Global grid infrastructure to double by 2050 to meet surging electricity demand

image is National Grid

Global grid capacity needs to grow 2.5 times its current size, with annual expenditure on grids more than doubling to USD 970 billion by 2050.

Global electricity demand is set to double by 2050 as the world’s reliance on fossil fuels diminishes, according to DNV’s New Power Systems report, released 23 June.

The report finds that the pathway to a decarbonised energy system requires significant grid expansion, solutions for grid congestion, and new business models to accommodate rising electricity demand and generation from wind and solar. The report also concludes that grid expansion is affordable, thanks to growing efficiencies in grid technology and the increased electricity load, with DNV expecting global grid charges passed to consumers to remain stable or decline in the long term.

The growing demand for electricity and renewables

Global economic growth and the electrification of transportation, heating, and industry are primary drivers of the anticipated surge in global electricity demand. Additionally, the development of data centers, notably for AI applications, is also expected to contribute to this increase. At the same time, AI holds considerable potential to introduce efficiencies in both the provision and use of power.

By mid-century, electricity will constitute 37% of global final energy use, a substantial rise from 20% in 2023. This upswing is accompanied by a dramatic shift towards renewable energy, with wind and solar anticipated to generate half of the world's electricity by 2040 and 70% by 2050. The decarbonisation trajectory predicts that nearly 90% of electricity will be sourced from non-fossil sources by 2050.

Flexibility and demand-response

The growing share of renewable power requires flexibility and a robust system of demand-response: as variable renewable energy sources (VRES) expand ninefold, the need for short-term flexibility will double. Fluctuating demand from sectors like heat and transport calls for new ancillary services such as synthetic inertia products and fast frequency response and adapting market and regulatory frameworks to support these technologies is critical for a sustainable energy future.
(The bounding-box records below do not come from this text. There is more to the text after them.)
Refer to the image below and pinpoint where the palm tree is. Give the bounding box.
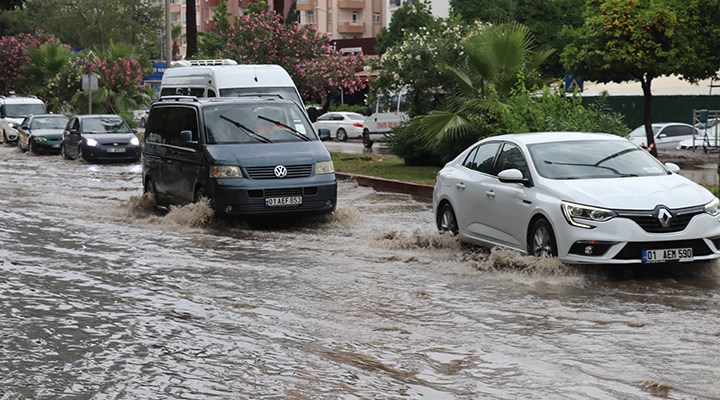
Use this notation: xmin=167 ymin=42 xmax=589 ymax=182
xmin=408 ymin=23 xmax=554 ymax=154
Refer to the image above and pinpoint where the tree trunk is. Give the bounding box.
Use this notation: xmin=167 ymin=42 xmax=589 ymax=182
xmin=640 ymin=75 xmax=657 ymax=157
xmin=185 ymin=0 xmax=197 ymax=59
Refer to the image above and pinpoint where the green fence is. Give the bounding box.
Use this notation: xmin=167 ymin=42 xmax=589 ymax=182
xmin=583 ymin=96 xmax=720 ymax=130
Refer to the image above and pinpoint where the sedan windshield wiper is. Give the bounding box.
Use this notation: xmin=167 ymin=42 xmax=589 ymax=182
xmin=258 ymin=115 xmax=310 ymax=142
xmin=220 ymin=114 xmax=272 ymax=143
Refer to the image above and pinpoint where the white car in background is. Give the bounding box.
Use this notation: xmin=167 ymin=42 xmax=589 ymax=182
xmin=313 ymin=111 xmax=365 ymax=142
xmin=433 ymin=132 xmax=720 ymax=264
xmin=628 ymin=122 xmax=699 ymax=149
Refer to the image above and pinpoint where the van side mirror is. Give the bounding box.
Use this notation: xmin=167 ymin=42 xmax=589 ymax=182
xmin=318 ymin=128 xmax=330 ymax=142
xmin=307 ymin=107 xmax=317 ymax=122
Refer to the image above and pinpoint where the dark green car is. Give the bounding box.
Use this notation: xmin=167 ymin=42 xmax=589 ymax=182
xmin=17 ymin=114 xmax=68 ymax=154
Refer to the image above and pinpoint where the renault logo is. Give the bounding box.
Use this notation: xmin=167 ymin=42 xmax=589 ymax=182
xmin=274 ymin=165 xmax=287 ymax=178
xmin=655 ymin=208 xmax=672 ymax=228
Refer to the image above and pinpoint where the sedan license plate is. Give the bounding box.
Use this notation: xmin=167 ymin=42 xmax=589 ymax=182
xmin=265 ymin=196 xmax=302 ymax=207
xmin=642 ymin=247 xmax=693 ymax=263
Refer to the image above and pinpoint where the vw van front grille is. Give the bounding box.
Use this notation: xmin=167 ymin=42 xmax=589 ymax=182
xmin=245 ymin=164 xmax=312 ymax=179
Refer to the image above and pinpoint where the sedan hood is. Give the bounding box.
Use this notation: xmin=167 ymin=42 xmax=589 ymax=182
xmin=206 ymin=141 xmax=330 ymax=167
xmin=83 ymin=133 xmax=135 ymax=144
xmin=543 ymin=174 xmax=714 ymax=210
xmin=30 ymin=129 xmax=63 ymax=139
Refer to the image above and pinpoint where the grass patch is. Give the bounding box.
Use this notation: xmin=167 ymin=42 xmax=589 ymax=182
xmin=330 ymin=152 xmax=440 ymax=185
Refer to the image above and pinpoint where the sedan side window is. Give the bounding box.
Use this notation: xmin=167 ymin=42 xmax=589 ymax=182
xmin=495 ymin=143 xmax=529 ymax=178
xmin=463 ymin=143 xmax=500 ymax=174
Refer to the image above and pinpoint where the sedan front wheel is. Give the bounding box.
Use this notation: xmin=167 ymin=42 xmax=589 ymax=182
xmin=528 ymin=218 xmax=557 ymax=258
xmin=437 ymin=203 xmax=460 ymax=236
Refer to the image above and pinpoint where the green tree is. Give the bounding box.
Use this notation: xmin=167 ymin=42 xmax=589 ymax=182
xmin=408 ymin=23 xmax=553 ymax=161
xmin=375 ymin=0 xmax=438 ymax=55
xmin=23 ymin=42 xmax=72 ymax=99
xmin=562 ymin=0 xmax=720 ymax=155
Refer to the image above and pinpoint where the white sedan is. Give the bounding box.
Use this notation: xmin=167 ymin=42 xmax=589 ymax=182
xmin=433 ymin=132 xmax=720 ymax=264
xmin=313 ymin=111 xmax=365 ymax=142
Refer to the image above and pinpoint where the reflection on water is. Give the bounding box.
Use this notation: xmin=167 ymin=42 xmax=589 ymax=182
xmin=0 ymin=148 xmax=720 ymax=399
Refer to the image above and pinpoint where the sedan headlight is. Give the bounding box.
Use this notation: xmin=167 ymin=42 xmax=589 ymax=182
xmin=561 ymin=202 xmax=616 ymax=229
xmin=210 ymin=165 xmax=242 ymax=178
xmin=705 ymin=197 xmax=720 ymax=217
xmin=315 ymin=161 xmax=335 ymax=175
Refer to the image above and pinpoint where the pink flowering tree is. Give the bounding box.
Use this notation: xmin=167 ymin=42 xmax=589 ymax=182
xmin=218 ymin=12 xmax=365 ymax=104
xmin=0 ymin=30 xmax=59 ymax=94
xmin=72 ymin=45 xmax=150 ymax=122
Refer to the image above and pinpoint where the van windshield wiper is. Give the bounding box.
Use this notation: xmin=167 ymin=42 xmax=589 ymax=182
xmin=220 ymin=114 xmax=272 ymax=143
xmin=258 ymin=115 xmax=310 ymax=142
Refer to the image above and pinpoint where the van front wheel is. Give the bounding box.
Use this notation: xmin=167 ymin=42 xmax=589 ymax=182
xmin=363 ymin=130 xmax=373 ymax=149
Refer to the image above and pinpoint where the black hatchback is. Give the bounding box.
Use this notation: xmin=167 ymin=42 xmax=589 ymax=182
xmin=60 ymin=114 xmax=142 ymax=162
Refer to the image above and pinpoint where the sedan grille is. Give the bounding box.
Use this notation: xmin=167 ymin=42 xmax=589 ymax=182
xmin=617 ymin=206 xmax=705 ymax=233
xmin=245 ymin=164 xmax=312 ymax=179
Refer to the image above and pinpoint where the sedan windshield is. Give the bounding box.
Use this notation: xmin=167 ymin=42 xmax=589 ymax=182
xmin=83 ymin=117 xmax=131 ymax=133
xmin=528 ymin=140 xmax=667 ymax=179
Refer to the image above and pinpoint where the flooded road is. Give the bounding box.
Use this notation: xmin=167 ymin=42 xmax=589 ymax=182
xmin=0 ymin=147 xmax=720 ymax=399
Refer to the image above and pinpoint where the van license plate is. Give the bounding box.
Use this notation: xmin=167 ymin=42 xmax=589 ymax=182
xmin=642 ymin=247 xmax=693 ymax=263
xmin=265 ymin=196 xmax=302 ymax=207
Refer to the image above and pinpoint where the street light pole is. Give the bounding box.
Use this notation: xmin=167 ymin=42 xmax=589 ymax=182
xmin=165 ymin=0 xmax=172 ymax=68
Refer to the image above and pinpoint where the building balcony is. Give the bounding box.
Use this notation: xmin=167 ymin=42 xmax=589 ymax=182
xmin=338 ymin=0 xmax=365 ymax=10
xmin=295 ymin=0 xmax=316 ymax=11
xmin=338 ymin=22 xmax=365 ymax=33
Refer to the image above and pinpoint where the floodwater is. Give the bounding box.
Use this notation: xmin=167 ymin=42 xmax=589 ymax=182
xmin=0 ymin=147 xmax=720 ymax=399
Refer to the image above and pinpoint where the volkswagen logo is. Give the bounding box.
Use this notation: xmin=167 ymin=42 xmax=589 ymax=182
xmin=655 ymin=207 xmax=673 ymax=228
xmin=273 ymin=165 xmax=287 ymax=178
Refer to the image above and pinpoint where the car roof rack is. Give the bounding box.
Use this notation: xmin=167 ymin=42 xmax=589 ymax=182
xmin=170 ymin=58 xmax=237 ymax=67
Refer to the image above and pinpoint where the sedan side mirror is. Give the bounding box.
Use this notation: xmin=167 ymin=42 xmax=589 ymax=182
xmin=318 ymin=128 xmax=330 ymax=142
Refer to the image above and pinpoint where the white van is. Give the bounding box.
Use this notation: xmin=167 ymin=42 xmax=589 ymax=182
xmin=160 ymin=60 xmax=303 ymax=107
xmin=363 ymin=89 xmax=408 ymax=149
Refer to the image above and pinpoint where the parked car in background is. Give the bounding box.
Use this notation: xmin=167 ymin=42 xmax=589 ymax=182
xmin=60 ymin=114 xmax=141 ymax=162
xmin=629 ymin=122 xmax=699 ymax=149
xmin=433 ymin=132 xmax=720 ymax=264
xmin=0 ymin=92 xmax=47 ymax=144
xmin=313 ymin=111 xmax=365 ymax=142
xmin=17 ymin=114 xmax=68 ymax=154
In this new model, advanced technologies such as AI and automated activation of demand response will assist grid operations and market predictions: “Deep digitalisation, including the application of AI, is crucial for managing the increased complexity of a renewable-dominated power system,” explains Remi Eriksen, Group President and CEO at DNV. “So there will be a rapid growth in both information technology and operational technology in the coming years which must be supported by a robust approach to risk management, particularly on cyber security, to reap the benefits of the new power systems.”
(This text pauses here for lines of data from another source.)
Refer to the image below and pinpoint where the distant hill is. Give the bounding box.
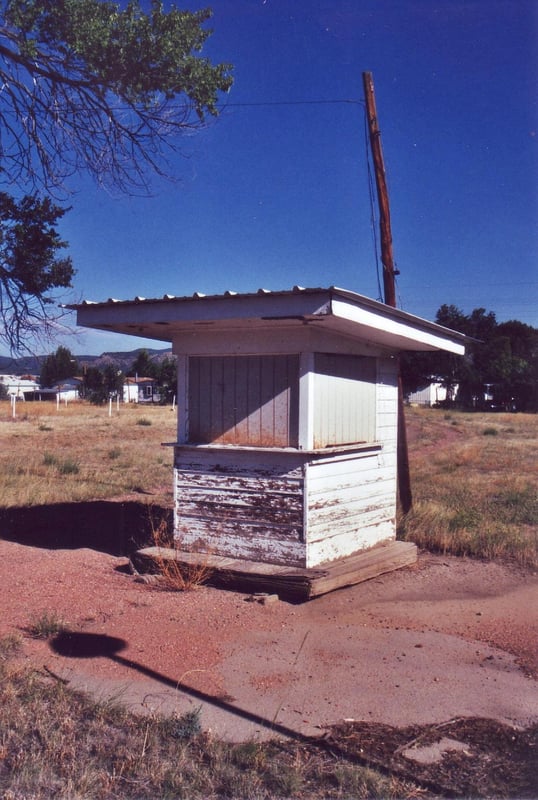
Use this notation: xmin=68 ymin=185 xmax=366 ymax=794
xmin=0 ymin=347 xmax=172 ymax=375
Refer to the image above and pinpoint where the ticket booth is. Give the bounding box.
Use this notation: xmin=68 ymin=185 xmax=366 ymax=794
xmin=70 ymin=287 xmax=465 ymax=580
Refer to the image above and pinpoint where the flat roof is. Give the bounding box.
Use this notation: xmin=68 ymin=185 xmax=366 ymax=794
xmin=65 ymin=286 xmax=468 ymax=355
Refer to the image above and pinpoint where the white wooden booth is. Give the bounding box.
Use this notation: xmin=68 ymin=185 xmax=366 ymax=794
xmin=73 ymin=287 xmax=465 ymax=568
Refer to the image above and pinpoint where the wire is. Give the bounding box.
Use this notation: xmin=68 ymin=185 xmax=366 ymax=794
xmin=219 ymin=99 xmax=365 ymax=109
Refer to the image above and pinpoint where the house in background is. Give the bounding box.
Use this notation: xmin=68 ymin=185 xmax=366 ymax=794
xmin=406 ymin=381 xmax=458 ymax=407
xmin=123 ymin=377 xmax=161 ymax=403
xmin=71 ymin=287 xmax=465 ymax=584
xmin=0 ymin=375 xmax=39 ymax=400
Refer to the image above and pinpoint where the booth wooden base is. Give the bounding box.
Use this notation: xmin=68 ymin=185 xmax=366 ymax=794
xmin=132 ymin=541 xmax=417 ymax=602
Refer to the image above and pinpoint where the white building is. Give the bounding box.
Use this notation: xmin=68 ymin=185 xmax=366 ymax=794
xmin=72 ymin=287 xmax=465 ymax=568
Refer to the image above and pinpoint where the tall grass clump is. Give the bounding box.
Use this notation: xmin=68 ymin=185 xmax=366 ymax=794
xmin=150 ymin=512 xmax=216 ymax=592
xmin=398 ymin=409 xmax=538 ymax=567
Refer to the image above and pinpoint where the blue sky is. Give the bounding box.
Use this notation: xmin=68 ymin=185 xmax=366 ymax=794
xmin=39 ymin=0 xmax=538 ymax=353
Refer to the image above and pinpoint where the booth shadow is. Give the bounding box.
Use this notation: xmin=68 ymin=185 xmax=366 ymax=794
xmin=50 ymin=631 xmax=310 ymax=743
xmin=0 ymin=500 xmax=172 ymax=556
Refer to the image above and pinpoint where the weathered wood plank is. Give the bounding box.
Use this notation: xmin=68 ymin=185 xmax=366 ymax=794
xmin=133 ymin=542 xmax=417 ymax=601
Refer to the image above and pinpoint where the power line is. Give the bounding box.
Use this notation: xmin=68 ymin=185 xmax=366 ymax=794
xmin=219 ymin=98 xmax=364 ymax=109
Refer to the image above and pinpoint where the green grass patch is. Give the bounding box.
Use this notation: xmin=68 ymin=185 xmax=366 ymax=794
xmin=0 ymin=643 xmax=410 ymax=800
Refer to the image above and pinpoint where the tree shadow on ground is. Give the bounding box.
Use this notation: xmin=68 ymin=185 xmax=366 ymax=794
xmin=0 ymin=500 xmax=172 ymax=556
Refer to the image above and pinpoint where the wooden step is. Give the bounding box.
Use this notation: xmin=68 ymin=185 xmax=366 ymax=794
xmin=132 ymin=541 xmax=417 ymax=602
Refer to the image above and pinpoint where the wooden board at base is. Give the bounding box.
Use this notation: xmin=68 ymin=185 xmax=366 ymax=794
xmin=132 ymin=541 xmax=417 ymax=602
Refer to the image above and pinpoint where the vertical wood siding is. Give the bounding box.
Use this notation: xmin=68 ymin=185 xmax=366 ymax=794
xmin=188 ymin=355 xmax=299 ymax=447
xmin=314 ymin=353 xmax=376 ymax=447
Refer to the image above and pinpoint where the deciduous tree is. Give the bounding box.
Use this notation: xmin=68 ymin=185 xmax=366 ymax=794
xmin=0 ymin=0 xmax=232 ymax=191
xmin=0 ymin=192 xmax=74 ymax=352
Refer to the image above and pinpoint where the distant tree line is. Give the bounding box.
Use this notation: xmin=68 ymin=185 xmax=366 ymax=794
xmin=39 ymin=347 xmax=177 ymax=404
xmin=401 ymin=305 xmax=538 ymax=411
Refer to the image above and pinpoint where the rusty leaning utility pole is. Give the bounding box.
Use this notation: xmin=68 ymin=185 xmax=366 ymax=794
xmin=362 ymin=72 xmax=413 ymax=514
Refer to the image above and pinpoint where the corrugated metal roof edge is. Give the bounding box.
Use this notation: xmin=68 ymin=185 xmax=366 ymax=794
xmin=62 ymin=286 xmax=470 ymax=342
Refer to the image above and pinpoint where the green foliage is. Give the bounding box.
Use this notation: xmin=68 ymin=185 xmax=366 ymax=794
xmin=401 ymin=305 xmax=538 ymax=411
xmin=0 ymin=0 xmax=232 ymax=191
xmin=0 ymin=191 xmax=74 ymax=352
xmin=84 ymin=363 xmax=125 ymax=405
xmin=39 ymin=346 xmax=78 ymax=386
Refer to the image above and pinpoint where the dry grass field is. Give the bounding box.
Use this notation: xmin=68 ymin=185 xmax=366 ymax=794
xmin=0 ymin=402 xmax=538 ymax=800
xmin=400 ymin=408 xmax=538 ymax=567
xmin=0 ymin=402 xmax=176 ymax=507
xmin=0 ymin=402 xmax=538 ymax=566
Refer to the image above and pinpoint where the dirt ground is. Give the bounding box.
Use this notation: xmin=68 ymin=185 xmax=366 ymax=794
xmin=0 ymin=540 xmax=538 ymax=797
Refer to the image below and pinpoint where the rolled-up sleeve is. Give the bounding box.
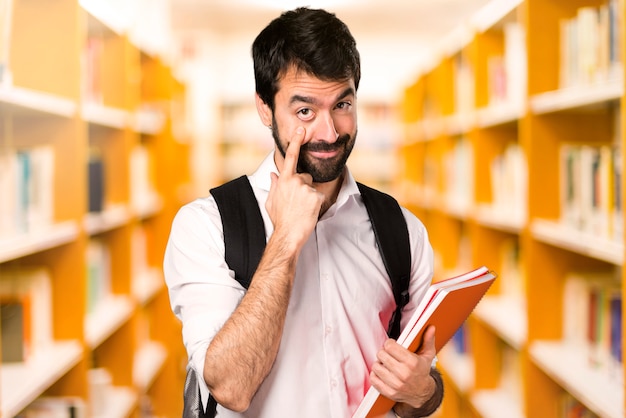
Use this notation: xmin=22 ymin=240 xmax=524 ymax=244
xmin=163 ymin=197 xmax=245 ymax=376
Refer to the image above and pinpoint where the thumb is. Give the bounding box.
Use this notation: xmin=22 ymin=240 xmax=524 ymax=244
xmin=419 ymin=325 xmax=437 ymax=358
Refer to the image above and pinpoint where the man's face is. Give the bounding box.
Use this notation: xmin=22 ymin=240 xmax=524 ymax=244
xmin=272 ymin=69 xmax=357 ymax=183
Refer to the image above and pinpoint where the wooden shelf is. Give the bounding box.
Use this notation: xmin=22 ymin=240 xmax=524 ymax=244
xmin=529 ymin=341 xmax=624 ymax=418
xmin=0 ymin=221 xmax=79 ymax=263
xmin=84 ymin=205 xmax=133 ymax=235
xmin=437 ymin=346 xmax=475 ymax=393
xmin=92 ymin=386 xmax=138 ymax=418
xmin=0 ymin=85 xmax=78 ymax=118
xmin=473 ymin=205 xmax=526 ymax=234
xmin=476 ymin=103 xmax=524 ymax=128
xmin=133 ymin=342 xmax=167 ymax=392
xmin=0 ymin=0 xmax=192 ymax=418
xmin=530 ymin=78 xmax=624 ymax=114
xmin=81 ymin=103 xmax=131 ymax=129
xmin=131 ymin=268 xmax=165 ymax=306
xmin=530 ymin=219 xmax=624 ymax=265
xmin=473 ymin=296 xmax=527 ymax=350
xmin=85 ymin=296 xmax=135 ymax=350
xmin=0 ymin=341 xmax=83 ymax=417
xmin=470 ymin=389 xmax=526 ymax=418
xmin=396 ymin=0 xmax=626 ymax=418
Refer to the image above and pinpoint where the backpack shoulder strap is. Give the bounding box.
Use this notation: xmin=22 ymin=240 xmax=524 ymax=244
xmin=211 ymin=175 xmax=265 ymax=289
xmin=357 ymin=183 xmax=411 ymax=338
xmin=211 ymin=175 xmax=411 ymax=338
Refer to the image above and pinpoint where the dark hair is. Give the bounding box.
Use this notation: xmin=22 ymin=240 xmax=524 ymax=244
xmin=252 ymin=7 xmax=361 ymax=110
Energy storage is another core system component needed to address the intermittent nature of renewable energy sources, provide grid balancing, and manage load. Lithium-ion battery technology is set to play a dominant role in this segment, offering three times more storage capacity than hydropower and pumped storage by 2050. However, achieving the necessary level of flexibility will require innovative market designs and advanced tariff schemes to incentivise automated demand-response, vehicle-to-grid (V2G) and behind-the-meter storage systems. Power-to-hydrogen value chains are a critical market element for renewable generation, and need to be scaled through concerted investment efforts by all stakeholders.

Grid expansion is both necessary and affordable

A key bottleneck in the energy transition is the expansion of the electrical grid. Global grid capacity needs to grow 2.5 times its current size, with annual expenditure on grids more than doubling to USD 970 billion by 2050. While Grid Enhancing Technologies (GETs) offer potentially significant temporary relief, the long-term solution lies in accelerating the construction of new grid infrastructure and advanced controlling systems, which are currently hampered by permitting timelines, the scarcity of human and material resources, and financial constraints.
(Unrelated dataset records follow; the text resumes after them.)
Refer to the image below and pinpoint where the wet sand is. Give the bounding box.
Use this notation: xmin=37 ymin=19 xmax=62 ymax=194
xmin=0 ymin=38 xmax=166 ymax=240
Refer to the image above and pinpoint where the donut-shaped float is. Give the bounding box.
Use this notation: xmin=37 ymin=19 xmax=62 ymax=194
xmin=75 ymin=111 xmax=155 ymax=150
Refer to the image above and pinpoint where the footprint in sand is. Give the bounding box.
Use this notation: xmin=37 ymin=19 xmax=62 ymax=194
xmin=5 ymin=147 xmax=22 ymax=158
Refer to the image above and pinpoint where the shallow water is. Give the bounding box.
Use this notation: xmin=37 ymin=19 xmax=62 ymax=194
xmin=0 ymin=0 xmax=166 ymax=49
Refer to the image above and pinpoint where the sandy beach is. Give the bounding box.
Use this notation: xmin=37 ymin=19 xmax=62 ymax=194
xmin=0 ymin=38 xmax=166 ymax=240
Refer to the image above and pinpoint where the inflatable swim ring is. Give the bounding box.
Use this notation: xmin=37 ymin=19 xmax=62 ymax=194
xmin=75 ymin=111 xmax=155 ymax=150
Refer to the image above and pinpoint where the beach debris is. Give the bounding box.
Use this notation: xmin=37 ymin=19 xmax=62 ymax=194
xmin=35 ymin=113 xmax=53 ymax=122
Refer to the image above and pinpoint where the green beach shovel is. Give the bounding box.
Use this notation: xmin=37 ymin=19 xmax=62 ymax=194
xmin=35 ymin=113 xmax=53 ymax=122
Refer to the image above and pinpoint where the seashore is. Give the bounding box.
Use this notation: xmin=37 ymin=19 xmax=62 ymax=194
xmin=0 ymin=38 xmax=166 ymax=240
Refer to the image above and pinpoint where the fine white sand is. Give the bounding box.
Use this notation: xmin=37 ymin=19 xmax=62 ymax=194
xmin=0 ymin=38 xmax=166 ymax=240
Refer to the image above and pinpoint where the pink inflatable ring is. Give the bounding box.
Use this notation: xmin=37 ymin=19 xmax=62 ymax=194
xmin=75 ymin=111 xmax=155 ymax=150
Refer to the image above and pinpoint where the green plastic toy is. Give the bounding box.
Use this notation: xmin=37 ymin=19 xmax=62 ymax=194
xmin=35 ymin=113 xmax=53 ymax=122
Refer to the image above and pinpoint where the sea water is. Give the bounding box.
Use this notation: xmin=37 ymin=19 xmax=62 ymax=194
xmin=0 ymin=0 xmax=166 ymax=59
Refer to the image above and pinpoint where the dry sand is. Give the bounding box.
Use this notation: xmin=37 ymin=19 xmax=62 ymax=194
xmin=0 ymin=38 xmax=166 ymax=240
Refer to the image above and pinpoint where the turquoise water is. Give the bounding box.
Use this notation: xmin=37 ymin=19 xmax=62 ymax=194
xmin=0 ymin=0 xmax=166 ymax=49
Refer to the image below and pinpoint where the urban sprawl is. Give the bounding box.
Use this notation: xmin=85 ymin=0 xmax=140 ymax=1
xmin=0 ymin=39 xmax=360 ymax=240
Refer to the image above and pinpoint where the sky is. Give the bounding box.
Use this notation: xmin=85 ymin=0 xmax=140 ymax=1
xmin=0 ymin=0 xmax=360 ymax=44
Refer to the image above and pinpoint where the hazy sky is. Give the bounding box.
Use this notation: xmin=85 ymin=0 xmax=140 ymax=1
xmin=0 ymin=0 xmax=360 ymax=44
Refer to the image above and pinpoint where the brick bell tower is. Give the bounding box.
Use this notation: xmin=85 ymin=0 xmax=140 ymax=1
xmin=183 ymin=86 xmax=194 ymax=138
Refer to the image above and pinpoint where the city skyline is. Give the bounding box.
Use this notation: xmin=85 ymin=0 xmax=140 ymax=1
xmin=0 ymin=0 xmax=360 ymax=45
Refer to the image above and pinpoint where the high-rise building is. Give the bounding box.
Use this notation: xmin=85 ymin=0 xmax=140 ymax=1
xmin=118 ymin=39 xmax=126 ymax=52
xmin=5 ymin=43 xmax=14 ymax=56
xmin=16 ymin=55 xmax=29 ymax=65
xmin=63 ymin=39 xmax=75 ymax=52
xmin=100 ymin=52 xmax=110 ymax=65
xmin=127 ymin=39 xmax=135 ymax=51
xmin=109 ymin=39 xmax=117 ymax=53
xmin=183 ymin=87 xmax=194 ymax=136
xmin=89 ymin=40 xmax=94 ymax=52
Despite a rise in global grid expenditures from 15% to over 25% of annual energy expenditure by 2050, efficiencies in grid technology and increased electricity distribution will likely keep consumer grid charges stable or declining in most regions. Only four out of ten regions might see an increase.

Predicting future unit electricity costs is challenging due to varying tax treatments and government incentives. However, the continuous decline in renewable power costs suggests that consumer prices are unlikely to rise. Electrifying end-use sectors like transport and heating will further enhance efficiencies and cost savings, leading to lower overall household energy bills in high- and middle-income regions. In low-income regions, while absolute household energy expenses may slightly increase, rapid GDP growth will offset this rise. This "green dividend" offers an opportunity for governments to accelerate the energy transition and maximise the benefits of green electricity.

A systemic approach to the energy transition

“We believe in systems thinking, looking at the big picture, to consider how energy is generated, transmitted, consumed, and stored across all energy carriers,” comments Ditlev Engel, CEO for Energy Systems at DNV. “There will be no transition without transmission. The new energy system will require data-driven solutions and policies that address all interconnections, from permitting to the integration of AI and cyber-resilience. Planning for a new wind farm must include a strategy for grid connection; similarly, GETs and new wire integrations require IT upgrades at most control centers.”

He adds that the pathway to a decarbonised power system is clear: renewables integration and grid expansion require significant investment, innovation, coordination, and commitment from all players, especially governments. As the world moves towards a greener future, addressing these challenges with a systemic and forward-thinking approach will be essential for a successful energy transition.